Logo Folha de Candelária
25/08/2009 16:56
Por:

Borrachudo x colono

Segunda-feira, 27 de outubro de 2008. O jovem Luís Roberto Alves, repórter, colono, pescador e caçador nas horas vagas, sai de seu principal emprego para dirigir-se ao local em que mora em Novo Cabrais. Chegando lá, dirigiu-se à horta para acompanhar o estado da plantação de tomates após duas semanas de chuvarada. Graças à perspicácia, uma de suas principais peculiaridades, o sombrite colocado estrategicamente sobre o canteiro amainou um pouco os efeitos do tempo, e a caixa de madeira que cercava o canteiro, cuidadosamente elaborada pelo seu sogro fez com que o húmus também não fosse embora. Os frondosos tomateiros não sucumbiram à força das tempestades e ostentam verdejantes frutos que em breve serão servidos em molhos e saladas.
Satisfeito com o que viu, o rapaz notou que ao lado a plantação de moranguinhos estava meio que descuidada. Moranguinho com picão (o inço) não dá certo, ainda mais com urtigas e outras ervas daninhas que nada tinham a ver com a beleza plástica das frutas vermelhas que faziam um contraste ímpar com o amarelo da casca de arroz, colocada estrategicamente de forma a proteger as infrutescências. Acometido de uma súbita vontade reverter aquele quadro, o intrépido rapaz foi à cozinha, onde pegou uma das famosas facas de serrinha sem serrinha de sua sogra e voltou ao quintal para dar um jeito de recuperar a plantação de morangos, não sem antes indagar a si mesmo porque aquilo é chamado de picão; chulamente pensando, concluiu com os próprios botões que, se mantidas as proporções com o diminutivo de picão, aquilo poderia no máximo ser um diminutivo sintético que, desta forma, deveria ser chamado de “piquinha”. Esqueçam disso, por favor, não vai somar nada.

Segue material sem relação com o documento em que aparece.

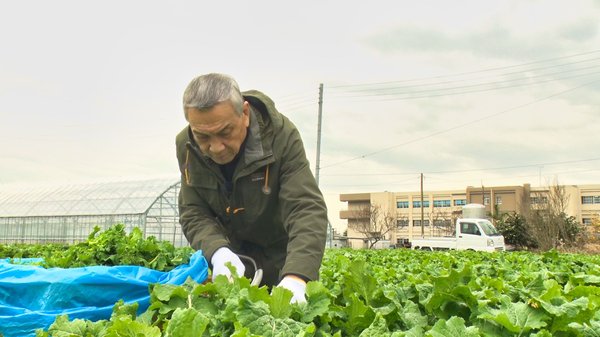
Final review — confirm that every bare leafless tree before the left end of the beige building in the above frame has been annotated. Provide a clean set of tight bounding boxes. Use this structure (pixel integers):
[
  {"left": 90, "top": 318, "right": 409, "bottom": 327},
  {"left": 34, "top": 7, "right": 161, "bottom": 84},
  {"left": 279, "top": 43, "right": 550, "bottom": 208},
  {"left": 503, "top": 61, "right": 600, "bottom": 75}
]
[{"left": 348, "top": 205, "right": 397, "bottom": 249}]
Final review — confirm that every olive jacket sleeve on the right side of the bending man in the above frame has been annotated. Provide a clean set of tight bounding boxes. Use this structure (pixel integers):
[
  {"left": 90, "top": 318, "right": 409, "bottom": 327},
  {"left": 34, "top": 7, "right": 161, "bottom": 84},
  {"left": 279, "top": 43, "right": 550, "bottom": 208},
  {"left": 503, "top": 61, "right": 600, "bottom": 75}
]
[{"left": 279, "top": 119, "right": 328, "bottom": 280}]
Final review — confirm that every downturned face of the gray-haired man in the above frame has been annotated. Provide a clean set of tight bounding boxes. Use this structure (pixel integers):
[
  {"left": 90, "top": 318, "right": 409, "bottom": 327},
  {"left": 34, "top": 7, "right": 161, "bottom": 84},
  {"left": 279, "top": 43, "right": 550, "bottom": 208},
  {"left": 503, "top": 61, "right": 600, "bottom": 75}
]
[{"left": 186, "top": 102, "right": 250, "bottom": 165}]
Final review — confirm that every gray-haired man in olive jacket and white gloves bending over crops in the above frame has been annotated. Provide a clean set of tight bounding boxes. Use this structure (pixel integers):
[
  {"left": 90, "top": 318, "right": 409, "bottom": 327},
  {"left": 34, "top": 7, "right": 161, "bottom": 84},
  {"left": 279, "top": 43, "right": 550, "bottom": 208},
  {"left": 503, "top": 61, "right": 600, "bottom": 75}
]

Durante o trabalho, os dedos do jovial repórter, agora na personificação de um colono obstinado, mais pareciam rabanetes brancos recém-colhidos. Nove carreiras depois, o suor já pingava pelo rosto quando seu braço deu de encontro a um urtigueiro com seus frutos capsulares revestidos de pêlos urentes. A sensação foi de ter encostado a canhota numa chaleira de água fervente... por duas vezes, pelo menos. Não bastasse isso, em seguida, um mosquito borrachudo pousou sobre sua orelha esquerda e, encarnando um morcego hematófago tascou-lhe um ferroaço no lóbulo. Não demorou muito para o veneno do inseto fazer efeito e começar a coceira, dando também início a um fenomenal processo de inchaço. Ao levar o braço direito à orelha esquerda, o azarado personagem desta história teve a infelicidade de não ver que este estava coberto de cascas de arroz, logo, uma delas acabou se alojando em seu olho esquerdo.
Com o braço, olho e orelha esquerdos já comprometidos pela ação dos insetos e da flora que não serve para nada, resolveu abandonar o posto, já imaginando que a próxima tragédia poderia lhe trazer problemas ao coração, já que também fica ao lado esquerdo. Em 10 minutos, esvaziou a caixa d’água da residência e mesmo assim não conseguiu tirar o cisco do olho. Não restando-lhe outra saída, foi deitar-se um pouco na vã esperança de amainar a dor e o sofrimento. Uma hora e meia depois, sinais de recuperação: a casca de arroz enfim havia abandonado o olho do mancebo. Porém, ao levantar-se, sentiu a cabeça pendendo para o lado esquerdo. Ao ver-se no espelho, confundiu-se com um Fusca de porta aberta, tamanho o tamanho da orelha. De posse de um destes remédios miraculosos à base de cânfora que prometem até criar dente em galinhas e resolver problemas de fimose, resolveu massagear a orelha, deixando-a mais vermelha que pescoço de galinha polaca. Sorrisinhos sarcásticos dos familiares durante o jantar fizeram com que ele fosse se recolher aos aposentos mais cedo, porém sua esposa, sem dó nem piedade, não deixou que se deitasse antes que tomasse banho e tirasse os picões que se desprenderam anteriormente da roupa e que acabaram se grudando nos lençóis.
Mas como diz o ditado, Deus tira os dentes mas alarga a goela, e a região toda está comentando que a plantação do rapaz tá linda que só vendo. Diz ele que não vai desistir de limpar os carreiros de morangos, mesmo porque ainda faltam onze carreiras. Agora cauteloso como cascudo atravessando galinheiro, irá para a horta levando um SBP e luvas. Ele sabe que vai parecer coisa de fresco, mas não quer de jeito nenhum passar por tudo aquilo novamente. Desejemos sorte ao moço, o mundo precisa de gente deste quilate!